Il était très important de favoriser un regard externe.
C’est étonnant de se concentrer sur un personnage à ce point
avide de contrôle et, de votre côté, assumer le « lâcher prise ».
Comment avez-vous procédé avec les comédiens ? Vous leur accordiez ce
même espace de liberté ?
Non, ils devaient consciencieusement s’en tenir au scénario, il n’y
avait guère de place pour l’improvisation. La préparation a été très
importante, avec 15 jours de répétitions. Durant les 7 mois qui ont
précédé le tournage, je discutais quotidiennement avec Luminita
Gheorghiu – qui interprète Cornélia. Réunir le reste du casting a aussi
pris beaucoup de temps. Mais quand nous sommes arrivés sur le plateau,
chacun des acteurs savait parfaitement ce qu’il aurait à faire, il
n’était pas question pour eux de découvrir leur personnage au stade du
tournage.
On a le sentiment que le film n’aurait pas été possible sans
Luminita Gheorghiu. Vous avez su très tôt qu’elle seule pouvait incarner
Cornelia ?
Le scénario a été écrit avec Luminita à l’esprit, mais d’un autre côté,
j’ai également cherché une autre actrice, je me réservais la
possibilité d’un second choix. Luminita est une comédienne très connue
en Roumanie, et je me demandais s’il ne fallait pas un visage nouveau.

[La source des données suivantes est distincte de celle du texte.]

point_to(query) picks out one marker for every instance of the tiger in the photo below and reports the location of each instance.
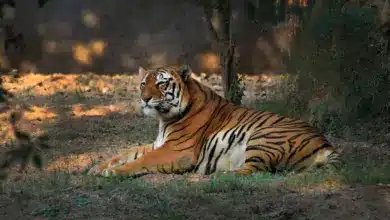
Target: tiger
(201, 132)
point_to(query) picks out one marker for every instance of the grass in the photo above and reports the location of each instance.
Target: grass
(85, 124)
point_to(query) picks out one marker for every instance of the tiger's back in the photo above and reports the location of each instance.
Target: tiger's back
(251, 141)
(202, 132)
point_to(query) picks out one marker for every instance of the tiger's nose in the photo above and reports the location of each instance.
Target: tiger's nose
(147, 99)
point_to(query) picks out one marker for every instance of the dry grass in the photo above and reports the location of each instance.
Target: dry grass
(89, 117)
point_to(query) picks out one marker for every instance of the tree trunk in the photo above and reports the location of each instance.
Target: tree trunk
(226, 46)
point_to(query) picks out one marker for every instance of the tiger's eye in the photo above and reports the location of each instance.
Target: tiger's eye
(163, 85)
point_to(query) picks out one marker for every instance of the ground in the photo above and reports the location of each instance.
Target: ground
(89, 117)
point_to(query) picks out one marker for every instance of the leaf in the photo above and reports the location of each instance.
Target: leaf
(43, 138)
(44, 146)
(22, 135)
(37, 160)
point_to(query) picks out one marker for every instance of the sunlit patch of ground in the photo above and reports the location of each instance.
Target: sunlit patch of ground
(92, 117)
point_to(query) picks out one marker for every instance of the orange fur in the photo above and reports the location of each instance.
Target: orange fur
(202, 132)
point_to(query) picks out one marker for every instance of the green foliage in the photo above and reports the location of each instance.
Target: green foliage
(339, 53)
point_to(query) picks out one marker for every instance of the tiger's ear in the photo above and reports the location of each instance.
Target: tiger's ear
(141, 71)
(185, 72)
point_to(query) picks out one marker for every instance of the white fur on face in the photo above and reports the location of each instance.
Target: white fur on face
(168, 107)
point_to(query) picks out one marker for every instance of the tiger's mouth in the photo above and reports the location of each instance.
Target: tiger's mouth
(159, 108)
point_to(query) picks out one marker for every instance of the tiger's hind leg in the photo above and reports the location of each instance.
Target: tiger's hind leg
(326, 156)
(125, 157)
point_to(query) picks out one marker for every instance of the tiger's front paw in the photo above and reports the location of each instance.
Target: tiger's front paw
(109, 173)
(96, 170)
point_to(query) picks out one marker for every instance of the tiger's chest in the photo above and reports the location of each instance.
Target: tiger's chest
(221, 152)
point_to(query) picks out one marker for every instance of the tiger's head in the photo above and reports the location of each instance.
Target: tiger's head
(164, 91)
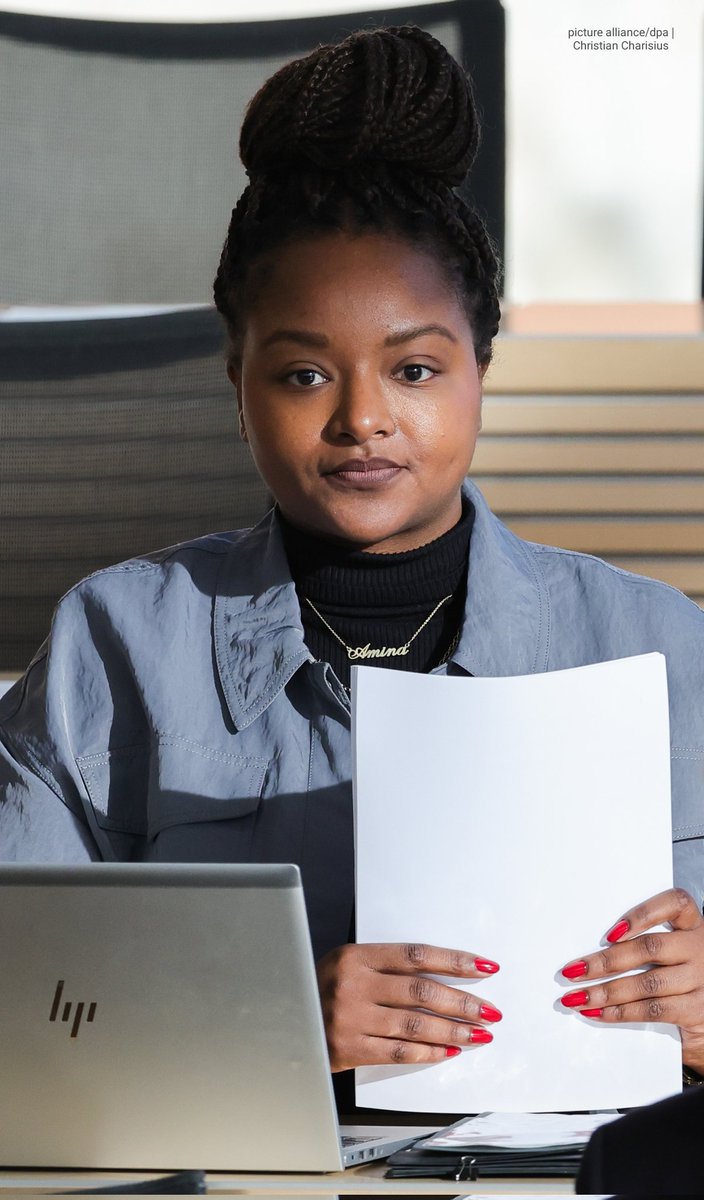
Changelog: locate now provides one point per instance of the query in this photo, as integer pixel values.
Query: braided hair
(373, 133)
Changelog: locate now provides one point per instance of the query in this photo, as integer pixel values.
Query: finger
(408, 958)
(420, 993)
(671, 1009)
(675, 906)
(647, 984)
(410, 1025)
(660, 949)
(378, 1051)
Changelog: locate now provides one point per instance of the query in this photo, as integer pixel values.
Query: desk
(356, 1181)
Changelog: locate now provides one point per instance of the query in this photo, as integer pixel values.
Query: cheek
(446, 426)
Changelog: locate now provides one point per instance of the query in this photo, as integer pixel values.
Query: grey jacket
(176, 714)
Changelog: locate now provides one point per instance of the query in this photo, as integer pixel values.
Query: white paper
(519, 1131)
(516, 819)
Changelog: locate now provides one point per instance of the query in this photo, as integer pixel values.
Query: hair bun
(387, 96)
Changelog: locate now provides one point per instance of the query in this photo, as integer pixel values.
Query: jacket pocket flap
(687, 789)
(116, 785)
(192, 783)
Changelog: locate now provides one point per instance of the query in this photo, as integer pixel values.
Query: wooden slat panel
(588, 456)
(596, 364)
(599, 414)
(686, 574)
(675, 535)
(639, 493)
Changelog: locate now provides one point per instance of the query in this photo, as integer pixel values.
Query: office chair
(120, 161)
(119, 437)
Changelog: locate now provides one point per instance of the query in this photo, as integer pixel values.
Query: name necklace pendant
(383, 652)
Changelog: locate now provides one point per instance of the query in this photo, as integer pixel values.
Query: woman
(193, 705)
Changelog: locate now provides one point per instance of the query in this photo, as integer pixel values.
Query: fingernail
(576, 971)
(486, 965)
(575, 1000)
(621, 928)
(481, 1037)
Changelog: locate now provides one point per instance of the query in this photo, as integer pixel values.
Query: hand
(672, 989)
(379, 1006)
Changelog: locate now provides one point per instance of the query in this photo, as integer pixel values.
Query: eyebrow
(409, 335)
(307, 337)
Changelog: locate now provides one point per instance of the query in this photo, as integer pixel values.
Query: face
(359, 390)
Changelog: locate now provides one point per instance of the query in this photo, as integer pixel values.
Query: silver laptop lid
(161, 1017)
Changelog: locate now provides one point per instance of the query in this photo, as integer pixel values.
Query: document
(517, 819)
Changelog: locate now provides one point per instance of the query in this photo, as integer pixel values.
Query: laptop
(166, 1017)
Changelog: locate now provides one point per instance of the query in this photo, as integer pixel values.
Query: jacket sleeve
(44, 809)
(36, 825)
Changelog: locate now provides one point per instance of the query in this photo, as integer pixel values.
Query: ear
(235, 377)
(482, 370)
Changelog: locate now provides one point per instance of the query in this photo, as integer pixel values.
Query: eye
(306, 377)
(415, 372)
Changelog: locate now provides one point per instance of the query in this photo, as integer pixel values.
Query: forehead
(347, 281)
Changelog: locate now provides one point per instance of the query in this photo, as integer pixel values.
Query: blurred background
(119, 171)
(603, 149)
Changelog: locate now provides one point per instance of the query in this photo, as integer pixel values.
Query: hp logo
(67, 1007)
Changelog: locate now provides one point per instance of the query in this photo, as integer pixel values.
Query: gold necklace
(367, 652)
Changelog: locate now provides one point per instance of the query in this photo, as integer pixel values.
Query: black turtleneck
(380, 600)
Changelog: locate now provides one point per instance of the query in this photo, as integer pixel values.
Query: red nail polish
(618, 931)
(480, 1037)
(575, 1000)
(576, 971)
(486, 965)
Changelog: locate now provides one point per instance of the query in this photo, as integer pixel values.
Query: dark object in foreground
(184, 1183)
(653, 1151)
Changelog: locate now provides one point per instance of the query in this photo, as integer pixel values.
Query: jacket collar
(259, 636)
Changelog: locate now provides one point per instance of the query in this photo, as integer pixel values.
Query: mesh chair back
(118, 143)
(118, 437)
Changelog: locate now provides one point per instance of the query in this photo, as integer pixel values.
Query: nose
(361, 412)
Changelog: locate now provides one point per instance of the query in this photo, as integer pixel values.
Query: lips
(363, 474)
(365, 466)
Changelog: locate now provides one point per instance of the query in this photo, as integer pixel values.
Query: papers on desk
(518, 1132)
(515, 1144)
(516, 819)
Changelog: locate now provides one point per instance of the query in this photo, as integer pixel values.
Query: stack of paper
(519, 1143)
(516, 819)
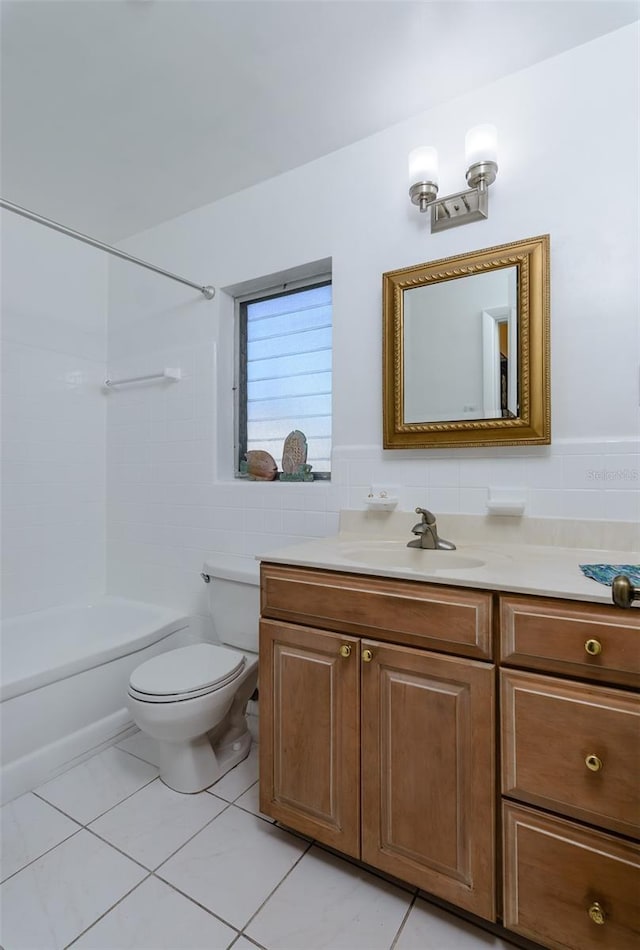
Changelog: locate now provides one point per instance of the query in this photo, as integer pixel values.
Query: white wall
(54, 308)
(568, 159)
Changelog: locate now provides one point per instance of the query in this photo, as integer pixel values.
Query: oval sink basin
(396, 554)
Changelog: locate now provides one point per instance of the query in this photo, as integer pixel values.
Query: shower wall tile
(168, 511)
(53, 419)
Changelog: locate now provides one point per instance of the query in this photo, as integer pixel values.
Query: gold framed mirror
(466, 349)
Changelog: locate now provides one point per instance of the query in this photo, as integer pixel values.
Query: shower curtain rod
(206, 290)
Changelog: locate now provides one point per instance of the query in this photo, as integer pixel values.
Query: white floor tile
(328, 903)
(98, 784)
(155, 916)
(55, 898)
(29, 828)
(142, 746)
(154, 822)
(239, 779)
(250, 801)
(430, 928)
(233, 864)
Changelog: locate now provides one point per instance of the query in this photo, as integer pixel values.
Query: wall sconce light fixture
(465, 206)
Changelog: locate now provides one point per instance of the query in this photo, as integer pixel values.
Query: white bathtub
(64, 677)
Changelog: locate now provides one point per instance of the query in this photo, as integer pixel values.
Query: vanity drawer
(592, 641)
(572, 748)
(450, 619)
(559, 876)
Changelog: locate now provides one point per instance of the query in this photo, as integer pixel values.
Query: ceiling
(120, 114)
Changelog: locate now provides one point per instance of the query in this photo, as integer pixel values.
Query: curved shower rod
(207, 291)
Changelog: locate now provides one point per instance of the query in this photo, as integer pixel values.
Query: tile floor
(106, 856)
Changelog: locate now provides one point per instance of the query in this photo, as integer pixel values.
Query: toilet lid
(199, 668)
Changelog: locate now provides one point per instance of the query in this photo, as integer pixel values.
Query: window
(284, 379)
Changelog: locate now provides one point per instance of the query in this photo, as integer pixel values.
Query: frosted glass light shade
(481, 144)
(423, 165)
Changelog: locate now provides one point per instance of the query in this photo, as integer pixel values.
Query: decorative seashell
(261, 466)
(294, 452)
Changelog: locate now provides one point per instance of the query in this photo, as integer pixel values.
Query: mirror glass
(469, 328)
(466, 349)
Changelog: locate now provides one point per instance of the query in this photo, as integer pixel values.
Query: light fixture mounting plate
(461, 208)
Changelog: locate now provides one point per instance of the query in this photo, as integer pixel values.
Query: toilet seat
(185, 673)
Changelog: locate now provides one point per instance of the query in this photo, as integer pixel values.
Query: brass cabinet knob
(596, 913)
(623, 592)
(593, 647)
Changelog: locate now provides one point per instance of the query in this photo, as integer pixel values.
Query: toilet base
(193, 765)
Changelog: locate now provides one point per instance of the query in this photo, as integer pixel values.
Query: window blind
(288, 372)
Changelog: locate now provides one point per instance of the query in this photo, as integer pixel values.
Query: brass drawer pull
(596, 913)
(623, 592)
(593, 647)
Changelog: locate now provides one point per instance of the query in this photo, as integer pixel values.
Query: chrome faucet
(427, 532)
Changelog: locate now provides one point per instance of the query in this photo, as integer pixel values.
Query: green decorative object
(294, 458)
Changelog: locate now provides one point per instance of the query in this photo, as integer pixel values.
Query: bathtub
(64, 677)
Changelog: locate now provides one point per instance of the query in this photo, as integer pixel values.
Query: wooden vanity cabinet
(382, 750)
(377, 738)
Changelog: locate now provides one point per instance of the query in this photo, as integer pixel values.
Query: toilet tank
(234, 599)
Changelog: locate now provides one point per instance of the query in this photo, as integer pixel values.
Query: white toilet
(193, 700)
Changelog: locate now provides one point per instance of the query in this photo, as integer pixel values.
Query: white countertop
(549, 571)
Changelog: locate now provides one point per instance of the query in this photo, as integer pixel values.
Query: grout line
(197, 903)
(119, 850)
(272, 892)
(108, 911)
(110, 808)
(37, 858)
(185, 843)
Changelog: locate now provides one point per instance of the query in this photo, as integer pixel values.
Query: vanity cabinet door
(428, 772)
(310, 732)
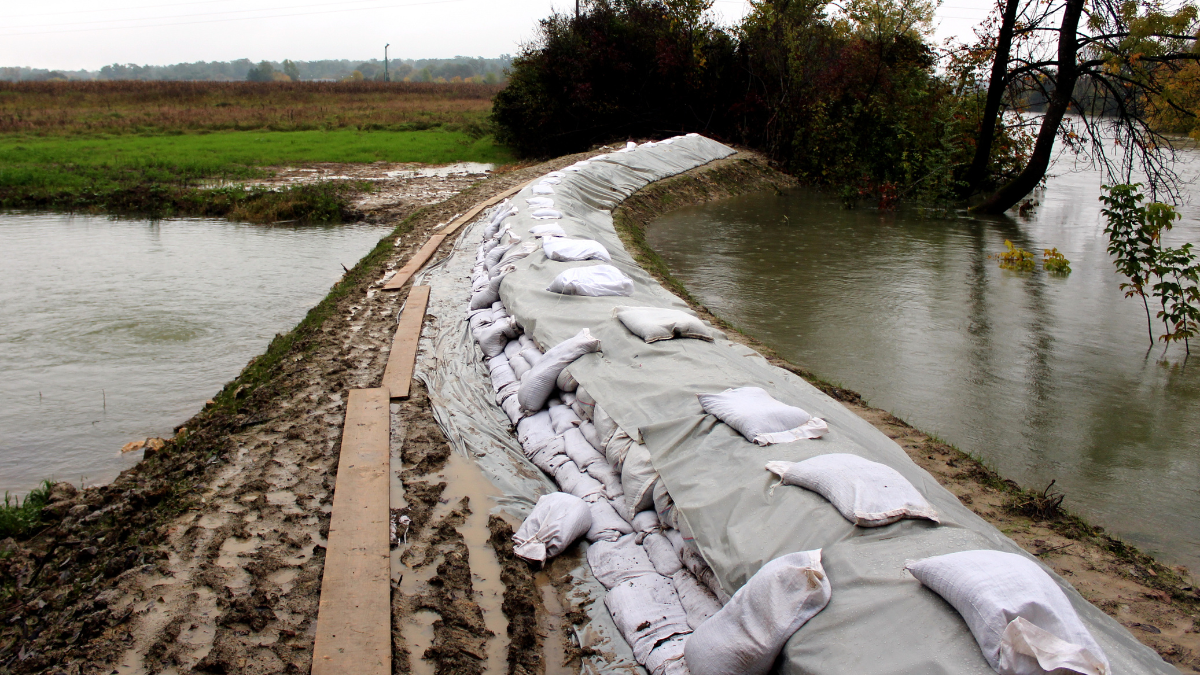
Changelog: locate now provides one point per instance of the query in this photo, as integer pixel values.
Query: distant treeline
(411, 70)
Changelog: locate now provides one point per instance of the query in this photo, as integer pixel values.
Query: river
(114, 330)
(1047, 378)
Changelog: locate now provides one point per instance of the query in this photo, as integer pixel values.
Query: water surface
(113, 330)
(1045, 377)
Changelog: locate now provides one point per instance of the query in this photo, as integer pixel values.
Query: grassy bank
(156, 148)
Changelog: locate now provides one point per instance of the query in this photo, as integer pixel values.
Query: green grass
(165, 174)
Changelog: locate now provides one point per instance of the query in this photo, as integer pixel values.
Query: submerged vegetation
(186, 148)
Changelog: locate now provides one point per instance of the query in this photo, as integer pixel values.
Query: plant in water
(1055, 262)
(1015, 258)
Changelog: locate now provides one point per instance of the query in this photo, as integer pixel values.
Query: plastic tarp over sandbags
(760, 417)
(555, 524)
(595, 281)
(865, 493)
(748, 633)
(1023, 622)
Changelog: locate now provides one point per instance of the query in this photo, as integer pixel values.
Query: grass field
(151, 147)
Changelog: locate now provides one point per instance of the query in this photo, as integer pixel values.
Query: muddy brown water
(113, 330)
(1048, 378)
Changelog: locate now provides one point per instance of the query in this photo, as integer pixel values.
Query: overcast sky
(89, 34)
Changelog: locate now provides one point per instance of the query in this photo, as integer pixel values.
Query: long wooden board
(399, 375)
(354, 615)
(415, 263)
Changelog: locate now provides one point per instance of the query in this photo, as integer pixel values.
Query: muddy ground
(207, 556)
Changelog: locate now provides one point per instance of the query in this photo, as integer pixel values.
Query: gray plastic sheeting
(880, 620)
(465, 407)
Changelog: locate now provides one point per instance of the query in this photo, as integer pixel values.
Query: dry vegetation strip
(165, 107)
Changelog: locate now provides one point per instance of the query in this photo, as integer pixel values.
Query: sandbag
(1021, 619)
(748, 633)
(661, 554)
(617, 561)
(661, 323)
(606, 524)
(556, 521)
(493, 338)
(563, 418)
(501, 371)
(547, 455)
(594, 280)
(697, 601)
(637, 478)
(535, 429)
(538, 384)
(568, 250)
(573, 481)
(865, 493)
(647, 611)
(754, 413)
(565, 382)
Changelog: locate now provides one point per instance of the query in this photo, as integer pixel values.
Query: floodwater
(114, 330)
(1048, 378)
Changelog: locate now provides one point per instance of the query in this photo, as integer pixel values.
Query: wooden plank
(399, 375)
(354, 615)
(415, 263)
(474, 210)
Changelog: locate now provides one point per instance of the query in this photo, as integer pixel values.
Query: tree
(1107, 64)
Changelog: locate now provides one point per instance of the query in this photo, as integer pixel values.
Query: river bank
(208, 555)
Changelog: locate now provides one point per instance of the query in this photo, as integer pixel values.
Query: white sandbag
(865, 493)
(754, 413)
(549, 230)
(513, 348)
(748, 633)
(647, 611)
(586, 404)
(609, 478)
(697, 601)
(513, 408)
(606, 426)
(594, 281)
(547, 457)
(556, 521)
(565, 382)
(520, 366)
(495, 336)
(617, 561)
(580, 451)
(661, 323)
(637, 478)
(507, 392)
(606, 524)
(567, 250)
(661, 554)
(563, 418)
(666, 658)
(571, 479)
(696, 563)
(487, 294)
(501, 371)
(535, 430)
(538, 384)
(617, 449)
(588, 430)
(1020, 617)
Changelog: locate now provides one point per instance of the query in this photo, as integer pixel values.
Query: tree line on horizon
(466, 69)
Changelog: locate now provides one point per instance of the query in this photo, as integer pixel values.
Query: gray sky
(89, 34)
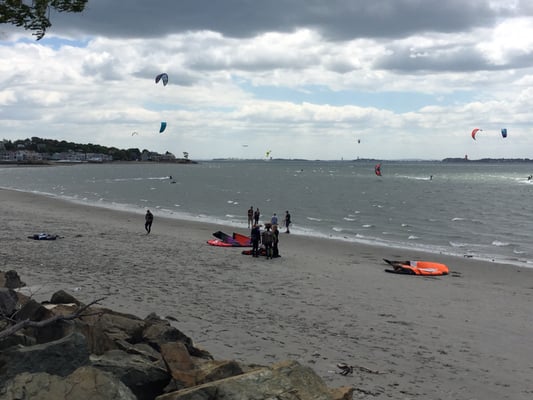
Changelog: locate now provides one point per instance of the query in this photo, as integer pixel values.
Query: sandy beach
(468, 335)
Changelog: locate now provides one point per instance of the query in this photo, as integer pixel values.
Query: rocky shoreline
(66, 349)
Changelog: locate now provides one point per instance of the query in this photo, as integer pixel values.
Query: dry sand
(468, 335)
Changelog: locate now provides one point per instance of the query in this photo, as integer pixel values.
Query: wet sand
(468, 335)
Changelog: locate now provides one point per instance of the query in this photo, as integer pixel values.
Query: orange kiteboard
(428, 268)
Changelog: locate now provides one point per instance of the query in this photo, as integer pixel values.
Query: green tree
(36, 17)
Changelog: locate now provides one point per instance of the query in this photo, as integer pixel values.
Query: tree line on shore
(51, 146)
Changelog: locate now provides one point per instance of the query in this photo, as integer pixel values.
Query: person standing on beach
(255, 235)
(287, 221)
(267, 239)
(148, 219)
(250, 216)
(275, 249)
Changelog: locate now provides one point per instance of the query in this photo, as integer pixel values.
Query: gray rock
(145, 378)
(10, 279)
(8, 301)
(62, 297)
(60, 357)
(86, 383)
(287, 380)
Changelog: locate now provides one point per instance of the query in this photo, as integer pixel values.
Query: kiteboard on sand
(225, 240)
(428, 268)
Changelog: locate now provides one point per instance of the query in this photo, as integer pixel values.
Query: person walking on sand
(255, 236)
(275, 249)
(250, 216)
(267, 239)
(148, 219)
(287, 221)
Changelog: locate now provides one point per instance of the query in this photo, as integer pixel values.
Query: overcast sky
(315, 79)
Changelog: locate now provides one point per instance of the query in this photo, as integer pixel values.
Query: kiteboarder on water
(148, 219)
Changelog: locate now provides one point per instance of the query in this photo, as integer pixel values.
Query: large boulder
(104, 328)
(60, 357)
(10, 279)
(288, 380)
(145, 378)
(159, 331)
(85, 383)
(62, 297)
(8, 301)
(187, 371)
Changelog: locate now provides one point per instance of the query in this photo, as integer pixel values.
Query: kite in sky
(163, 77)
(474, 132)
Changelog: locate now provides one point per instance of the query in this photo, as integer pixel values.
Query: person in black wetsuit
(148, 219)
(255, 236)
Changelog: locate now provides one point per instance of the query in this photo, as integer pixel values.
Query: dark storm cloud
(335, 19)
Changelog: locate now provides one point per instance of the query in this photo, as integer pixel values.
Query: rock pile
(64, 349)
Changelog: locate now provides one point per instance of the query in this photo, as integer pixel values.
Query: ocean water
(466, 209)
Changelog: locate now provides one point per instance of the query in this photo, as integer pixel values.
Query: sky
(304, 79)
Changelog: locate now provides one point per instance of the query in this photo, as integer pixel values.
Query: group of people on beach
(254, 215)
(269, 237)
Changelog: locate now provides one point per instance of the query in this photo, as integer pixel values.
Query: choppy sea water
(467, 209)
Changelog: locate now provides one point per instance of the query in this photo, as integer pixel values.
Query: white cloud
(411, 92)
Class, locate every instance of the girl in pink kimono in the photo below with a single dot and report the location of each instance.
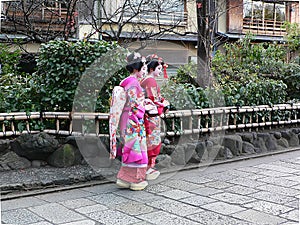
(132, 173)
(152, 122)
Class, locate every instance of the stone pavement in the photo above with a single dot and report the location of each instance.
(256, 191)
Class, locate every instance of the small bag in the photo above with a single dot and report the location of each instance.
(151, 108)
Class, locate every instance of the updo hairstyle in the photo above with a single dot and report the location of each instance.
(135, 62)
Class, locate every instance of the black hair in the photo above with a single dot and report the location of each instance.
(134, 66)
(134, 63)
(153, 64)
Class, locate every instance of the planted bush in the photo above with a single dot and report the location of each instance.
(62, 65)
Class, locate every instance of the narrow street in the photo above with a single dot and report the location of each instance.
(257, 191)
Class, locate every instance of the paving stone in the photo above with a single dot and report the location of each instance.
(279, 181)
(227, 175)
(272, 197)
(241, 190)
(251, 169)
(101, 189)
(232, 198)
(141, 196)
(112, 217)
(181, 185)
(20, 216)
(197, 179)
(268, 207)
(292, 215)
(56, 213)
(174, 207)
(77, 203)
(91, 208)
(176, 194)
(294, 178)
(272, 173)
(42, 223)
(166, 218)
(256, 176)
(198, 200)
(286, 164)
(278, 168)
(280, 190)
(212, 218)
(64, 195)
(290, 223)
(133, 208)
(142, 223)
(157, 188)
(21, 203)
(247, 182)
(294, 204)
(223, 208)
(206, 191)
(108, 199)
(82, 222)
(257, 218)
(218, 184)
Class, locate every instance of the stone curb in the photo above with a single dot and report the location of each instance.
(17, 190)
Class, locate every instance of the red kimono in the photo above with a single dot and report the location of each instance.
(152, 123)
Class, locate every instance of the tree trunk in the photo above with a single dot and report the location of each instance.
(205, 20)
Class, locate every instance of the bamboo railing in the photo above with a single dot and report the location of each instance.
(181, 122)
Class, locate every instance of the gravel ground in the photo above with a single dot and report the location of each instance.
(45, 177)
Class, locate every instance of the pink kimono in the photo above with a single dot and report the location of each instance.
(152, 124)
(133, 135)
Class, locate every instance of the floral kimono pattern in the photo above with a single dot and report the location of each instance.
(132, 129)
(153, 124)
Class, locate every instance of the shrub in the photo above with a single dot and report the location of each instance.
(62, 65)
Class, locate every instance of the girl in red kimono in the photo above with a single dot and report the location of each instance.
(132, 173)
(152, 121)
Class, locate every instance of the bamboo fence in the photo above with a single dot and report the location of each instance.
(180, 122)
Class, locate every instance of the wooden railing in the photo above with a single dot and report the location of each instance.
(163, 18)
(181, 122)
(263, 27)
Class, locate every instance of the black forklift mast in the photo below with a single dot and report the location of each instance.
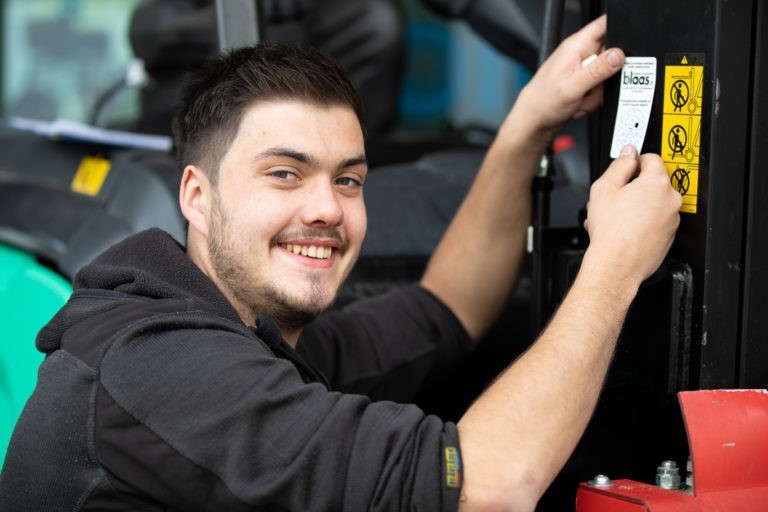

Mais au final, j’ai compris que Luminita restait la meilleure option
pour ce rôle. Cela a été néanmoins long et difficile avec Luminita. Elle
voulait ce rôle, ça représentait un vrai challenge pour elle
d’interpréter une femme de la classe dominante – chose qu’elle n’avait
jamais fait auparavant. Mais elle avait également très peur de ça, et à
certains moments, elle a pensé abandonner le projet. Mais elle est
finalement revenue.
Le nouveau cinéma roumain a, depuis dix ans, été mis en avant par la critique internationale, au point de parler d’un groupe de cinéastes, voire d’une « école roumaine ». Quelle est votre position sur ce point ? Vous revendiquez des liens étroits entre Cristian Mungiu, Cristi Puiu, Corneliu Porumboiu, et vous-même ? Ou cultivez vous une différence ?
Nous nous sommes, d’une certaine façon, constitués en groupe. Cristian Mungiu et moi étions ensemble à l’école de cinéma, nous avons débuté ensemble et je pense aussi que nous avons évolué dans une direction similaire. Cristi Puiu a été le premier à réaliser un long métrage, en 2001. Mungiu a suivi, en 2002, et moi en 2003. Nous étions d’une sensibilité assez différente au départ, et je crois que « La mort de Dante Lazarescu » de Puiu en 2005 a été un tournant important, le moment où nous avons repensé de concert notre façon de faire du cinéma. A partir de ce moment-là, nous avons emprunté une direction commune, privilégiant une approche plus minimaliste. Il y a indubitablement une marque de fabrique roumaine, mais il est difficile de la caractériser précisément. Une chose est néanmoins certaine : nous faisons tous des films sur un environnement que l’on connaît parfaitement, et nous tentons d’en rendre compte le plus honnêtement possible.